Ion Vianu: “There followed a meeting in University Square in Bucharest, marking the start of the 1969-1970 academic year, which was attended by Nicolae Ceausescu himself. In a very long speech, as his speeches usually were, he said: ‘only crazy people would imagine that socialist order could collapse in Romania. And for such people we have the necessary treatment methods; not just straitjackets, but other means too.’ And that was the moment when I made the connection with what Dr. Angheluta had said. I realized they were getting ready for it. Actually, the nightmare had already started.
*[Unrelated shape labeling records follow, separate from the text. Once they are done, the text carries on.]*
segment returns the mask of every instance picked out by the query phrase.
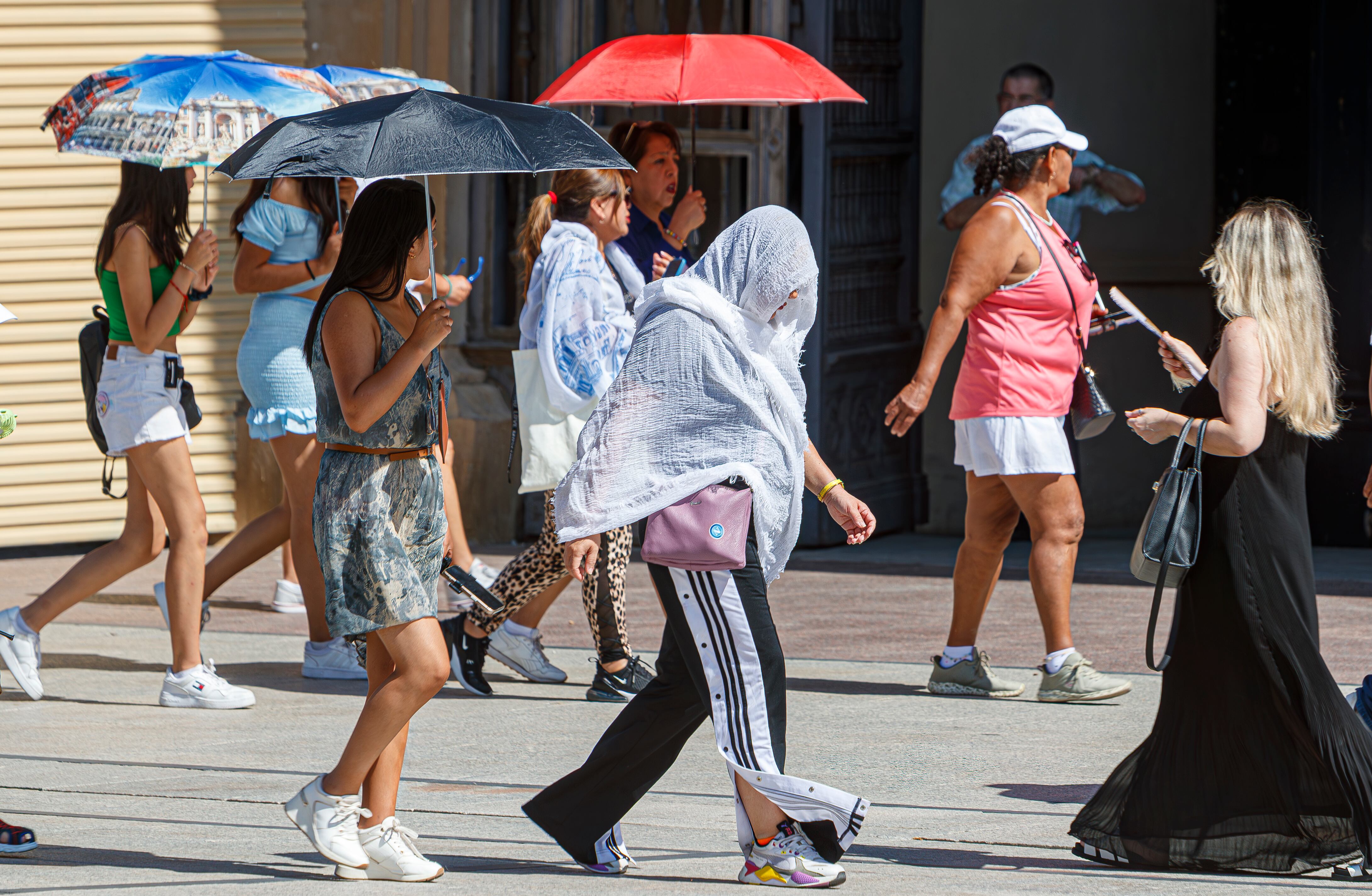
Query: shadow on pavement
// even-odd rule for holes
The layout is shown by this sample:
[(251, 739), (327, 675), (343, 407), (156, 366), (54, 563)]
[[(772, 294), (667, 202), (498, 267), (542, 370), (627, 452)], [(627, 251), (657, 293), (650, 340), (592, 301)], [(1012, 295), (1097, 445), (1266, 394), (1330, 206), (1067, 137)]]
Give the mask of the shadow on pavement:
[(988, 783), (1011, 800), (1034, 803), (1087, 803), (1100, 789), (1099, 783)]

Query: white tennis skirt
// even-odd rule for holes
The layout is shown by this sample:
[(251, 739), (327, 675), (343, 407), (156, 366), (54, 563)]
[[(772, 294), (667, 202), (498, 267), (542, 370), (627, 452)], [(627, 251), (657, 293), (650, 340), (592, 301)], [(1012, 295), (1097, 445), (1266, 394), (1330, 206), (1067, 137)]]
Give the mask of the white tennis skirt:
[(952, 462), (977, 476), (1074, 473), (1066, 417), (971, 417), (954, 420)]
The files that I saw later were proof of the fact that people opposing the regime were being hospitalized in such facilities. I even met some of them later.”



Ion Vianu also recalled a case he knew first hand, that of lawyer Haralambie Ionescu from Brasov:


“There was a lawyer from Brasov, in his late 60s. He had sent a letter to the UN saying that human rights were not being observed in Romania. It was quite crazy to say something like that back then. The Securitate, which was paying extra attention to international correspondence, seized the letter, arrested the lawyer and sent him to the Gh. Marinescu hospital in Bucharest for examination. He was declared mentally ill, held in the hospital for a while and then hospitalized at home, with the obligation of paying a visit to the clinic once a week. After that, I left the country and I later I found out he had died. But while I was abroad, he sent me a message asking me not to mention his case, because he had been warned not to use his case against the regime. In another words, he was being blackmailed, and I felt like I was being blackmailed myself. And indeed, I could not use that case for a while. There were other people in that situation whom I met in person, such as writer Ion Vulcanescu. He was not a prestigious poet at the time. I ran into him once, on the hospital’s alleys, as he was involved in a political case. He was by no means mentally ill. Later he would emigrate and become the manager of a big apartment compound in New York. I don’t think a mentally ill person could do that.”



Among those who suffered from the consequences of psychiatric treatment was the famous dissident Vasile Paraschiv. It is hard to estimate the real number of people who suffered from this kind of oppression, and researchers are reluctant when it comes to giving numbers. It is also difficult to talks in terms of damages and who should be held accountable. However, it’s a good thing today that we can talk freely about these people who fell victims to a cruel and criminal regime.